The ocular and systemic toxicity of omidenepag isopropyl ophthalmic solution (0.003%, 0.01%) administered by ocular route once daily (equivalent to 0.0009, 0.003 mg/body/day) were investigated in male and female cynomolgus monkeys for 39 weeks. There were no mortalities or any test article-related changes in body weight, food consumption, ophthalmology, electrocardiogram (ECG), blood pressure, urinalysis, hematology, serum biochemistry, necropsy, organ weight, or histopathology in any group. Clinical signs of anisocoria were seen in all omidenepag isopropyl groups. They are considered not to be toxicologically significant same as the 13-week study. A mild increase in corneal thickness was observed in 0.01% omidenepag isopropyl group but the increase of corneal thickness was also observed in non-treated eyes. In addition, no corneal endothelial cell loss was observed in specular microscopy and no structural change of cornea was observed in histopathology. Therefore, the mild increase in corneal thickness is considered to be incidental and not to be toxicologically significant. In this study, the no-systemic-toxicity dose level and the no-local-irritation dose level was more than 0.01% QD (0.003 mg/body/day).

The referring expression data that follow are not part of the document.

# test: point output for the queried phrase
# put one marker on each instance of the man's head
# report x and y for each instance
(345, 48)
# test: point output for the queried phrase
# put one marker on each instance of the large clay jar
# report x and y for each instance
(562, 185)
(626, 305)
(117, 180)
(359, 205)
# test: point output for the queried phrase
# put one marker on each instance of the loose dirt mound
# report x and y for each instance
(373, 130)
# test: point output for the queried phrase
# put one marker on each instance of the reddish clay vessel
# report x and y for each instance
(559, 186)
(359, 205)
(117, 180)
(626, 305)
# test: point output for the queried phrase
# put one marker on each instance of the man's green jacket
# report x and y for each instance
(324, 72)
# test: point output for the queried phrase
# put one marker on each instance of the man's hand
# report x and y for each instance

Carcinogenesis: Carcinogenicity studies have not been conducted with omidenepag isopropyl.
Mutagenesis: There was no genotoxicity associated with omidenepag isopropyl in clinical dose.
Reproductive and Developmental Toxicity: Fertility: Omidenepag isopropyl have not been found to have any effect on fertility and early embryonic development in rats at doses approximately 50,000 times the indicated dose in human.
Pregnancy: Reproduction studies have been performed in rats and rabbits. In rats, omidenepag isopropyl have not been found to have any effect on embryo-fetal development in rats at doses approximately 50,000 times the indicated dose in human. In rabbits, it has not been found to have any effect on embryo-fetal development at doses approximately 4,000 times the indicated dose in human, but a high number of embryo-fetal deaths, percentage post-implantation loss, and a low number of live fetuses and percentage fetal viability were noted at doses approximately 40,000 times the indicated dose in humans.